简体   繁体   English

在Python中对序列进行排序的最佳方法是什么?

[英]What is the best way to sort a sequence in Python?

I am trying to sort the table based on certain conditions that need to happen in a row. 我试图根据需要连续发生的某些条件对表进行排序。 Simplified version of a table: 表的简化版本:

Number  Time
   1    23
   2    45
   3    67
   4    23
   5    11
   6    45
   7    123
   8    34

... ...

I need to check if time was <40 5 times in a row. 我需要检查时间是否连续<40次。 Like I need to check rows 1-5, then 2-6 etc... And then print and save to a file the first and last time. 就像我需要检查1-5行,然后2-6等...然后打印并保存到文件的第一次和最后一次。 Like, if the condition is met for rows 2-6 I will need to print time for Number 2 and Number 6. The checking should stop after condition has been met. 比如,如果第2-6行符合条件,我将需要打印第2号和第6号的时间。
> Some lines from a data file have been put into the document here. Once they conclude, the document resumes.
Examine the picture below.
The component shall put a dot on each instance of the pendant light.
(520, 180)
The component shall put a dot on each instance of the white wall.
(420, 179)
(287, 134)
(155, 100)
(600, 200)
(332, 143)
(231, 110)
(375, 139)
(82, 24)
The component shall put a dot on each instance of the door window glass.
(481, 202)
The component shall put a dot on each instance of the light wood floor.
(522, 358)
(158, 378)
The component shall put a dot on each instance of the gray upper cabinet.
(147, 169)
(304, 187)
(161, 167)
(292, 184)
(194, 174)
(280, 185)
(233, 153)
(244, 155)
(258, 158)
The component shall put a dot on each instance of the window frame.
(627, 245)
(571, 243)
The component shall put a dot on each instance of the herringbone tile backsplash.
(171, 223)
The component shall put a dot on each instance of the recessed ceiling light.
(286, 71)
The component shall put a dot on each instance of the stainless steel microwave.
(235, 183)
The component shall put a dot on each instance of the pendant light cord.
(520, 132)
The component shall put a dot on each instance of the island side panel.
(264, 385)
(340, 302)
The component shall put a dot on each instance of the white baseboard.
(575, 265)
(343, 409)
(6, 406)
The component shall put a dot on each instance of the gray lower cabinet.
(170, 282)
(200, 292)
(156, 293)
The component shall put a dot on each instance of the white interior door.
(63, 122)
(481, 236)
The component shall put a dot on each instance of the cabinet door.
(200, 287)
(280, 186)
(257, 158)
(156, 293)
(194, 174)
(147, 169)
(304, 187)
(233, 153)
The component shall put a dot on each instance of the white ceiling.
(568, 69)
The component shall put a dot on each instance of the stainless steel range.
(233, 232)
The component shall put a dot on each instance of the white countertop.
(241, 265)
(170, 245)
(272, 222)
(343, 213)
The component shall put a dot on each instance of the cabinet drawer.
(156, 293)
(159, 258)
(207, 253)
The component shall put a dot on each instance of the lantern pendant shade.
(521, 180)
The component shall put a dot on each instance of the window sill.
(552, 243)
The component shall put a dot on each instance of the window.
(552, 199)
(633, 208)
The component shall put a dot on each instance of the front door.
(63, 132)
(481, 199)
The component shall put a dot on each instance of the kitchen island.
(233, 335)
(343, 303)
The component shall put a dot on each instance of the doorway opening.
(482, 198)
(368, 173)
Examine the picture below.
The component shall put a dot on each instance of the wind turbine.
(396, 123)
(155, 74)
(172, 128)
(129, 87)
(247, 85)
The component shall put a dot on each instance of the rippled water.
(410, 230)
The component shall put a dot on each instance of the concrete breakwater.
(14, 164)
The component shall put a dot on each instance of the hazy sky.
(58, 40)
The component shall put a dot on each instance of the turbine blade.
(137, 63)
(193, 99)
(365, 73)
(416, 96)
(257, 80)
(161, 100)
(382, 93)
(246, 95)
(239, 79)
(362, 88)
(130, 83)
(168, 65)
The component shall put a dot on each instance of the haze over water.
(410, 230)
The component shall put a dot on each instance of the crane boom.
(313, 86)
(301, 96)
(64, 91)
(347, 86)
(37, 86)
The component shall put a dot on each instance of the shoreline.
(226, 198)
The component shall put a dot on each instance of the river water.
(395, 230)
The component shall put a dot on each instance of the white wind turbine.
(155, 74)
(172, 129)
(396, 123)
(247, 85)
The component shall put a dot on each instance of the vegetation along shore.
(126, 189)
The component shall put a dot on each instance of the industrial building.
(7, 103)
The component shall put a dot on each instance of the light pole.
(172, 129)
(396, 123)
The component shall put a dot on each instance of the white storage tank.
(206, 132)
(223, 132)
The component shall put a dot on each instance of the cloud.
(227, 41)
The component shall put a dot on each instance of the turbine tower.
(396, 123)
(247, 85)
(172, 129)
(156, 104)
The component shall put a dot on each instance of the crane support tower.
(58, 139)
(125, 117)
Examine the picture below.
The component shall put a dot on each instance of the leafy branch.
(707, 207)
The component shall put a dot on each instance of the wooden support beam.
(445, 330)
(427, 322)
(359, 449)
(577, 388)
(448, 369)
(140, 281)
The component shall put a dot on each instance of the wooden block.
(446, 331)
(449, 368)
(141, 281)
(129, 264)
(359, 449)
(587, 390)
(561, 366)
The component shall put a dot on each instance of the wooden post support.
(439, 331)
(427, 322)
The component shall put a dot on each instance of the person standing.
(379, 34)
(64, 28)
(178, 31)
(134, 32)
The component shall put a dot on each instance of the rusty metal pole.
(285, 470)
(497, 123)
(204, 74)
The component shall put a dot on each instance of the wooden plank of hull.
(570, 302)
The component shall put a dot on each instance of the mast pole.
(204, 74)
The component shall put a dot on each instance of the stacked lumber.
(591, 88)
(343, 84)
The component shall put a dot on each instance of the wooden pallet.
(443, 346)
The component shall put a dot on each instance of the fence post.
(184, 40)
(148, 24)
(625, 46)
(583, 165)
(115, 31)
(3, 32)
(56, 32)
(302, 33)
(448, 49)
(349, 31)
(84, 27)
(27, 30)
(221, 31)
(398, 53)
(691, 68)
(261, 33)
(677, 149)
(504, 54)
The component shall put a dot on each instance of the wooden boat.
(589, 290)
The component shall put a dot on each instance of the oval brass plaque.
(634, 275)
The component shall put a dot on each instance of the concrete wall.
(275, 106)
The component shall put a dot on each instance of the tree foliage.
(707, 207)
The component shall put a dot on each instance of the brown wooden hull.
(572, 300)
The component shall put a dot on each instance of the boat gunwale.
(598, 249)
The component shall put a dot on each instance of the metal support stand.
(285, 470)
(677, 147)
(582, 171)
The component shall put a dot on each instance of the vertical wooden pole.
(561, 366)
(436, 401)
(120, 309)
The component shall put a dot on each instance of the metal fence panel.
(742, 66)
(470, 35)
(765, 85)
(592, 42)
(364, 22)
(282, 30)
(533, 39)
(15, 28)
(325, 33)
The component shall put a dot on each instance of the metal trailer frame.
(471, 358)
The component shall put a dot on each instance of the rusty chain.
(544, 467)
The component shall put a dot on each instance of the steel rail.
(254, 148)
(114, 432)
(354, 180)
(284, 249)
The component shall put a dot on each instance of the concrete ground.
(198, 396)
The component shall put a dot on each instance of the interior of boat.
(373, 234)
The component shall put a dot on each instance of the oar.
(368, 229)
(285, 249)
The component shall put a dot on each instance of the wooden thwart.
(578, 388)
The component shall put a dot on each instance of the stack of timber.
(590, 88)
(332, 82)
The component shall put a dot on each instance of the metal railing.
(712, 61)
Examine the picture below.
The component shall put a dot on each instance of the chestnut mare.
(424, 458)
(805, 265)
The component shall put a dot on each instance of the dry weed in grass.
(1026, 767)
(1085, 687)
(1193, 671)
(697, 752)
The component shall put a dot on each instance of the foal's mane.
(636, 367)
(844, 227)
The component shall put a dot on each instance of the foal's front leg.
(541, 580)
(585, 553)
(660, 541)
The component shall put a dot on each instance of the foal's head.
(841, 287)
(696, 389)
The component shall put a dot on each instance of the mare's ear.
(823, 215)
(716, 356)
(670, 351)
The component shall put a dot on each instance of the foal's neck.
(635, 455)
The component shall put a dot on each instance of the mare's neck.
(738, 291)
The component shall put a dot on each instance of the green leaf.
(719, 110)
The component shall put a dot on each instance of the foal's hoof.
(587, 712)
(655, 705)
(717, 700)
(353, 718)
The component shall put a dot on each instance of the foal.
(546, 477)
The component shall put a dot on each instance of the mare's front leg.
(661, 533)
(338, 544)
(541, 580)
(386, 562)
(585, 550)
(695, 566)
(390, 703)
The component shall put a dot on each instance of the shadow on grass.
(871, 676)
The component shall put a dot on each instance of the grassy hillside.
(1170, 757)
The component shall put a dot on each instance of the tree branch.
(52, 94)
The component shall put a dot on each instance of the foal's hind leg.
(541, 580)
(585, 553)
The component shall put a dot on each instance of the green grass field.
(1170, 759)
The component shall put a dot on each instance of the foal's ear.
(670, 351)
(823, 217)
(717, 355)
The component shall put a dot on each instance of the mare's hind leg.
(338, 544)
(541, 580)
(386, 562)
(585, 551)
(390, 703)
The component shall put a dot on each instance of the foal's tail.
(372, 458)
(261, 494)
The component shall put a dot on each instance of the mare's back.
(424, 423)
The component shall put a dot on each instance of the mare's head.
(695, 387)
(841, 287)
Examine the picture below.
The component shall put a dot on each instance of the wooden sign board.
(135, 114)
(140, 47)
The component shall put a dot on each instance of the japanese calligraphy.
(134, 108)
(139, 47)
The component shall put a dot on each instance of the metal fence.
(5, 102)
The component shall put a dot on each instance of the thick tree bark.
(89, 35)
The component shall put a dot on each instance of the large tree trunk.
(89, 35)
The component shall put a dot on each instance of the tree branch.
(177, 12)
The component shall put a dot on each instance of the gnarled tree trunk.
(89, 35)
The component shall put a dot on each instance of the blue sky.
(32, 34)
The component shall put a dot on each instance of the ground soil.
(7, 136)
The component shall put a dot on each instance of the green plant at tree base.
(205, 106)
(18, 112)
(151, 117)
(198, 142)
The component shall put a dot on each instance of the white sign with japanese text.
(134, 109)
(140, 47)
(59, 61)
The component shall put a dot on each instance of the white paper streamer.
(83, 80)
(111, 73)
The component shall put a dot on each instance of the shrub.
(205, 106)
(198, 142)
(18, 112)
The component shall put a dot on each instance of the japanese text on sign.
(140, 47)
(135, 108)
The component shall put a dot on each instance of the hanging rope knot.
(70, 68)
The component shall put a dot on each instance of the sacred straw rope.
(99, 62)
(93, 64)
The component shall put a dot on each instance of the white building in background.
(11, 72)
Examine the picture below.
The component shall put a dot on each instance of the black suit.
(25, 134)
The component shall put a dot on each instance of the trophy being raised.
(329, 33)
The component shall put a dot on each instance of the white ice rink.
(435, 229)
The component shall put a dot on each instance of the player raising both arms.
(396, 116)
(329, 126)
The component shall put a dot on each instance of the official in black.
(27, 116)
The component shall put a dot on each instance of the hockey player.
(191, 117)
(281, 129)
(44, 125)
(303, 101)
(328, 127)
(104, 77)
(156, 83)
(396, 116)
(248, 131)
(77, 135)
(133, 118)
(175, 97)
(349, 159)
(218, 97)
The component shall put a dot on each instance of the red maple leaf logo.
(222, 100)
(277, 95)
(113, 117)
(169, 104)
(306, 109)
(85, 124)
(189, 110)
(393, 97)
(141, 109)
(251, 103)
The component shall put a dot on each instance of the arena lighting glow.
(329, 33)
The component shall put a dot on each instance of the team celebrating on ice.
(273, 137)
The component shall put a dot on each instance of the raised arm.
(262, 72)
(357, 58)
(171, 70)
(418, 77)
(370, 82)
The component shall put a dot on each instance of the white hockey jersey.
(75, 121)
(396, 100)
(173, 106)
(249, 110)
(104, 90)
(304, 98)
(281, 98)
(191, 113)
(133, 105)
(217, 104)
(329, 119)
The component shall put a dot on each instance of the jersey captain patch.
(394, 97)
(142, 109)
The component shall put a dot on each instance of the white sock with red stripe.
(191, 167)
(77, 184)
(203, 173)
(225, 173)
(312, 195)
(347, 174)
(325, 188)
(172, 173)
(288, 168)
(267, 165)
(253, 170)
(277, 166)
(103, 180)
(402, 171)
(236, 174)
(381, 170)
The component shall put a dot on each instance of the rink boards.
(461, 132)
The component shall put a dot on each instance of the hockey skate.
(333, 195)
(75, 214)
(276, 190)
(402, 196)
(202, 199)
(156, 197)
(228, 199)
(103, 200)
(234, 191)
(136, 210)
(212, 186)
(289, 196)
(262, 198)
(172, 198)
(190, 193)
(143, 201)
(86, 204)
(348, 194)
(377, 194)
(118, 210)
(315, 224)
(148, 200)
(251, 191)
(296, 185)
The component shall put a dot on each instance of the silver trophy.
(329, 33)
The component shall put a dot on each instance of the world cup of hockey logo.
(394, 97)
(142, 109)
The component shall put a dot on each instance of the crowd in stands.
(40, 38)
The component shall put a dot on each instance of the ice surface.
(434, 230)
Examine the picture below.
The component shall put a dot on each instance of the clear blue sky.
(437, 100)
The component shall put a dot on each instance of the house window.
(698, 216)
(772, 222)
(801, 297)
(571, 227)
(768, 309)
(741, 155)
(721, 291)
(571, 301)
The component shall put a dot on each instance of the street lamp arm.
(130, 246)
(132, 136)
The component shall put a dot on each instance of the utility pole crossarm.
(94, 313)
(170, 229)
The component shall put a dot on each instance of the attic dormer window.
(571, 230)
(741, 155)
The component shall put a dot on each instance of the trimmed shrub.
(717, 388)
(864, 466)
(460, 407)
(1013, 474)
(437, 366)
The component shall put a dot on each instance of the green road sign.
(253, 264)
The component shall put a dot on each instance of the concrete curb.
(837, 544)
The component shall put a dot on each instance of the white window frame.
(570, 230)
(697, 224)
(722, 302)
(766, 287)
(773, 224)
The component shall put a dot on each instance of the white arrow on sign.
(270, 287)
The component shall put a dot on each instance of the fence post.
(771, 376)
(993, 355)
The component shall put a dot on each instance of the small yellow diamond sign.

检查应在条件满足后停止。 No need to check other rows. 无需检查其他行。 I implemented a counter with two temp variables to check for 3 items in a row so far. 我实现了一个带有两个临时变量的计数器来检查到目前为止连续3个项目。 It works fine. 它工作正常。 But, if I want to check for the condition that happened 30 times in a row, I can not just create 30 temp variables manually. 但是,如果我想检查连续30次发生的情况,我不能手动创建30个临时变量。 What is the best way to achieve that? 实现这一目标的最佳方法是什么? I guess I will just need some kind of a loop. 我想我只需要某种循环。 Thanks! 谢谢!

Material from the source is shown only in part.